Wednesday, March 30, 2005

Saginaw Poetry Reading

On Sunday, April 10th, Al Hellus, Skip Renker, myself, and others will be reading poetry at the Anderson Enrichment Center in Saginaw. I believe there will be five poets total. The event will begin around 7:00 p.m. There is a cost of three dollars, but that money will go towards paying the rental cost of the center.

After the reading, the poets will have books for sale.

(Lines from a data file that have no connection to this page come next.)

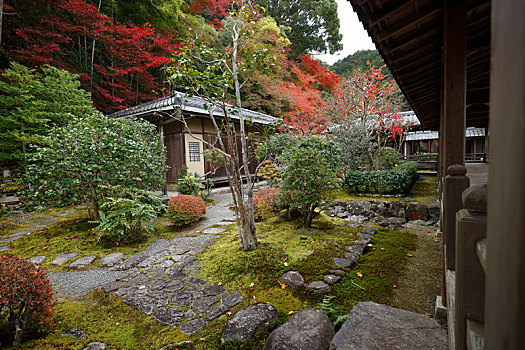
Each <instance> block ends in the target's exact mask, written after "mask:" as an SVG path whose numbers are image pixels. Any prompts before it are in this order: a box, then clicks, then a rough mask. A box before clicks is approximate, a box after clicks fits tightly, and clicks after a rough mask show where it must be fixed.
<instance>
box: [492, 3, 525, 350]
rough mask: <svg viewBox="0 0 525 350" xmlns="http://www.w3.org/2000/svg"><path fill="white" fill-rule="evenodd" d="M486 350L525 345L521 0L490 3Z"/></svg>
mask: <svg viewBox="0 0 525 350" xmlns="http://www.w3.org/2000/svg"><path fill="white" fill-rule="evenodd" d="M492 4H493V6H492V34H491V35H492V40H491V42H492V54H491V72H490V141H489V145H490V152H491V153H490V167H489V194H488V198H489V204H488V232H487V244H488V245H487V252H488V256H487V261H488V266H487V284H486V286H487V295H486V299H485V335H486V342H485V347H486V349H506V350H517V349H523V346H524V344H525V297H524V296H525V215H524V213H525V137H524V135H525V103H524V98H523V97H524V96H525V39H524V38H525V21H524V20H523V19H524V18H525V1H523V0H494V1H493V2H492Z"/></svg>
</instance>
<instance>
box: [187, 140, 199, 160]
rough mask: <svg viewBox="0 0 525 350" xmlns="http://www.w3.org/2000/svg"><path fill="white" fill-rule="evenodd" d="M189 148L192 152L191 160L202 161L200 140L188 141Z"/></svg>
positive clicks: (188, 146) (188, 148) (190, 155)
mask: <svg viewBox="0 0 525 350" xmlns="http://www.w3.org/2000/svg"><path fill="white" fill-rule="evenodd" d="M188 149H189V152H190V162H200V161H201V150H200V146H199V143H198V142H188Z"/></svg>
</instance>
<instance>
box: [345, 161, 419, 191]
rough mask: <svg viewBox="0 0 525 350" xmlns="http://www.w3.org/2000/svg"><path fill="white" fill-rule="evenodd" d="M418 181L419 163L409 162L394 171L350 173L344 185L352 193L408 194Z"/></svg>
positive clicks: (383, 170) (351, 171) (372, 171)
mask: <svg viewBox="0 0 525 350" xmlns="http://www.w3.org/2000/svg"><path fill="white" fill-rule="evenodd" d="M416 179H417V163H415V162H408V163H404V164H401V165H400V166H397V167H395V168H393V169H388V170H375V171H350V172H348V173H347V174H346V175H345V180H344V185H345V187H346V188H347V189H348V191H350V192H361V193H380V194H393V193H396V194H407V193H408V192H409V191H410V188H411V187H412V184H413V183H414V181H416Z"/></svg>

I hope to see you there. Should be a fun night. Al Hellus is a character!

Monday, March 28, 2005

Some writers to read

I wanted to take some space on this site to plug some short story writers worth reading. They are great, and each has books available on Amazon. The men: Ron Carlson, Pete Fromm, and Italo Calvino. The women: Rachael Perry, Bonnie Jo Campbell, and Lolita Hernandez. Buy their books. Support short fiction.

Sunday, March 20, 2005

Publishing Advice

This really isn't advice about publishing, so much as it is a story about how my first chapbook of poetry, Transient, came about. Just after graduate school, I started writing quite a few poems about driving. I don't know, maybe it's because I was a part-time college instructor driving 500 miles a week between three different Michigan colleges. After about three years, I realized that I had about 30 poems dealing with driving -- the perfect size for a chapbook. As I went through my records, I noticed that six of the driving poems had been published in Parting Gifts magazine. With a little more research, I discovered that Parting Gifts was just one product of a bigger operation called March Street Press, all of which was under one editor. I contacted the editor of March Street, thanked him for his interest in my driving poems, and let him know that I had a complete chapbook manuscript of poems about driving. Long story short, I sent him the manuscript, and a few weeks later I was looking at a galley proof.

What's the point? Well, if you have a chapbook manuscript, it's in your best interest to send individual poems from the manuscript out to magazines. Most presses won't read a manuscript if at least a few of the poems haven't been previously published. It's probably also in your best interest to send your work to magazines that are in some way attached to a small press. If they take a few of your poems, you know in advance that they like your work, so you can then use that connection to try to work out a chapbook deal. Though it wasn't necessarily my plan going in, it ended up working for me.

If you are going to send to a small press, it also behooves you to buy a few books from the press. Not to butter them up, because most of these editors can't be buttered, but instead to help financially support them. The small presses are publishing the work that people will be reading fifty years from now. In fact, you can order a book from March Street's catalog by clicking
  • here.
  • Monday, March 07, 2005

    Upcoming Reading

    On Monday, March 28th, Michigan poet and writer Lolita Hernandez will be reading from her work at the Delta College Planetarium at 6:30 p.m. in downtown Bay City. Her latest book of short stories, Autopsy of an Engine(Coffe House Press), follows the lives of UAW workers as they live through the closing of the Clark Street Cadillac plant in Detroit. Her book is available on Amazon, and she will also sell and sign copies after her reading. I read with Lolita in Lansing back in October. Believe me, this is a reading that you don't want to miss. She's great!